Ruf der Riester-Rente steht auf dem Spiel

Der Geburtstag ist vorbei. Die Papp-Hüte sind wieder im Schrank und die rosarote Brille in der Schublade. Für die Riester-Rente beginnt jetzt die Zeit, in der sie sich bewähren muss. Zehn Jahre lang gab es immer mal wieder Kritik, die durch Lobhudelei aus den Reihen der Politik und der Assekuranzen überspielt wurde. Inzwischen überwiegen die mahnenden Stimmen - und sie werden immer lauter, zumal ab diesem Jahr die Garantieverzinsung nur noch 1,75 Prozent beträgt. Die Frage, die vielen auf den Nägeln brennt, ist allzu verständlich: Lohnt es sich aktuell überhaupt noch, eine Riester-Rente abzuschließen?

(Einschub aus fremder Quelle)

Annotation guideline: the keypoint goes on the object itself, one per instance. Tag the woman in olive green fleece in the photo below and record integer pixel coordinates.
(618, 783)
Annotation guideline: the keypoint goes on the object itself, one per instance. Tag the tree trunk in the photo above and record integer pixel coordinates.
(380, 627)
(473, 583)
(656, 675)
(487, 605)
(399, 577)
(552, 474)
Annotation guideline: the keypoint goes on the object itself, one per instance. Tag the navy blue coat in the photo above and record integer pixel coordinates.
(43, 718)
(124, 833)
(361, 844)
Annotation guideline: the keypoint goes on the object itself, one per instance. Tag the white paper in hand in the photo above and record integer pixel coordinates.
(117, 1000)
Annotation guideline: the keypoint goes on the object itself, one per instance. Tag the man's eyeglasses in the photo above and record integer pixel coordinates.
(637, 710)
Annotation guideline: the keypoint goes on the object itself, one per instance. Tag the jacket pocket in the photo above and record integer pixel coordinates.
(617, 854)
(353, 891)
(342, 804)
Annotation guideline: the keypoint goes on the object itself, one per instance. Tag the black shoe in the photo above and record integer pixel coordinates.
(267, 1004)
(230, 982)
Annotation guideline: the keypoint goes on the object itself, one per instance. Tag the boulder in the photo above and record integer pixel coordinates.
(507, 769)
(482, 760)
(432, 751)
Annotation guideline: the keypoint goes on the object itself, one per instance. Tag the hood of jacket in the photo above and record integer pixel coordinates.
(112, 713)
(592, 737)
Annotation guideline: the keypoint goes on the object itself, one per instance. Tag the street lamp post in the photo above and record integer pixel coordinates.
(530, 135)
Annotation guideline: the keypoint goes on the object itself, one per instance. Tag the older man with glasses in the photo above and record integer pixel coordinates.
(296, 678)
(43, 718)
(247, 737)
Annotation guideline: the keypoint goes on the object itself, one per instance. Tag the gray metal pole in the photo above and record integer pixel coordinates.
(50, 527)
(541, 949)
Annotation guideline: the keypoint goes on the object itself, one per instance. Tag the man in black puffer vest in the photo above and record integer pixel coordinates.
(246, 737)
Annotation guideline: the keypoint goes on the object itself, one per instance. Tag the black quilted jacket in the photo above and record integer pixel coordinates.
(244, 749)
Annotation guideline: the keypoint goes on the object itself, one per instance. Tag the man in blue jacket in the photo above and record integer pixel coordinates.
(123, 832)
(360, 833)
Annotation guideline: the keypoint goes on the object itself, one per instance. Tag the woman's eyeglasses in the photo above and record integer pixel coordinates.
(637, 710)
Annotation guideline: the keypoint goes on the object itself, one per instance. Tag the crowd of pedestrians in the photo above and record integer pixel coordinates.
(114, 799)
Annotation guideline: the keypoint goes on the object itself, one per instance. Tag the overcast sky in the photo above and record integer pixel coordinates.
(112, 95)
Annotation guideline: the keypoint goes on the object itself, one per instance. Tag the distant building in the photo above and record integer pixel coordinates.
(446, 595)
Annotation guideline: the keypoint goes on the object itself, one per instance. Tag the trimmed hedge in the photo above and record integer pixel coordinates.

Banken und Versicherungen bejahen diese Frage mit einem breiten Lächeln. 5,9 Milliarden Euro Provisionen und Gebühren hat die private Altersvorsorge nach Riester der Branche bislang eingebracht. Vonseiten eines Finanzdienstleisters kam vor Jahren der Vergleich mit einer Ölquelle, die angebohrt wurde und fleißig sprudelt. Dass Verbraucher mit dem falschen Vertrag meistens auf der Strecke bleiben und Hoffnungen geschürt werden, die sich später als haltlos erweisen, steht auf einem anderen Blatt.

Die Riester-Rente pauschal zu verteufeln, wäre allerdings falsch. Wie überall im Leben gibt es gute und ganz schlechte Angebote. Dazu liegen inzwischen Dutzende Vergleiche vor, unter anderem von der Stiftung Warentest. Doch auch das Analysehaus Morgen & Morgen hat sich mit der privaten Altersvorsorge befasst und die Gebührenstrukturen der Verträge unter die Lupe genommen. Die Daten, die dabei zutage kamen, sind schwere Kost und lassen einige Unternehmen in einem ganz schlechten Licht dastehen.
Deshalb ist es an der Zeit, durchzugreifen. Die Bundesregierung spricht schon lange von einem Produktinformationsblatt, aus dem Kosten und Erträge nachvollziehbar hervorgehen sollen. Die Verbraucherschutzexpertin des Deutschen Instituts für Wirtschaftsforschung (DIW), Kornelia Hagen, fordert darüber hinaus, den Wechsel von einem schlechten zu einem guten Anbieter zu vereinfachen – ohne hohe Kosten für den Sparer. Eine weitere Maßnahme könnte sein, Riester-Produkte staatlicherseits zu prüfen und eine Positivliste zu erstellen. Viel Arbeit für die Politik. Doch nur so bleibt die Riester-Rente überlebensfähig.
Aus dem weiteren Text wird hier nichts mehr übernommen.